The allusion to an uncertain future for the company in Nigeria is based on the recent attacks on Shell’s exploration and production activities in the Niger Delta. Shell’s production had been down when compared to last year on account of dwindling production figures in the Niger Delta.
Voser was quoted in the international press while answering questions bothering on his company’s operations after revealing that its profit fell 70 percent, compared to last year.
Shell’s production in Nigeria is reported to have dipped by 85 percent from 1.05 million barrels per day in 2005 to just 145,000 barrels per day due to series of attacks on its platforms both in its western operations which cover Delta, Edo and Bayelsa states and eastern operations in River State.
At its western operations, Shell is producing barely 5,000 barrels per day as against the over 477,000 barrels per day production.
In May, Nigeria’s output stood at 1.86 million barrels per day, while production for June dropped to 1.8 million barrels per day.
Shell’s uncertain future may also be based on the Petroleum Industry Bill (PIB), currently being considered in the National Assembly. Mutiu Sunmonu, managing director of Shell Petroleum Development Company (SPDC) Nigeria, warned in the presentation that the fiscal regime in the bill was unfavourable towards the attraction of investment.
The presentation had centred on costs, security requirements in Nigeria, inefficiencies in contract and procurement processes, and limited contractor capacity reducing competition.
Underlined by the proposed fiscal regime in the bill and prevailing costs profile in the industry, Shell sees gas projects becoming uneconomic because gas prices may not rise enough to attract the required investments. Besides investment implications, the situation may mean the inability of the Federal Government to increase power generation in the country as currently proposed.

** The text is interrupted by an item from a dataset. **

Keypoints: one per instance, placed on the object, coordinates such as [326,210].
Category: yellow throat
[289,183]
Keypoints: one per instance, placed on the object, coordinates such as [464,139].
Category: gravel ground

The inability of the company to participate in the I-JV option for oil companies as contained in the bill may also mean an uncertain future for Shell. The oil giant feels there should fiscal provision for I-JVs in the first two years of the new fiscal regime. This provision is besides ensuring that the new companies are structured such that it enables self funding and the capability to raise enough debt for purposes of exploration and production.
Shell may also see uncertainties in the current 30 percent deep water production in Nigeria. The company thinks the proposed fiscal regime in the PIB that include multiple, increased royalties and taxes will stifle new investment in deep water projects. According to the company, some aspects of costs which it considered as legitimate are excluded from cost recovery.
However, those in favour of the proposed regime will argue that the government is short changed in the present arrangement. But it is also argued in favour of the oil companies that the risks in the 1990s were huge, and it could only have been either a monumental loss or huge gain for them as is currently the case.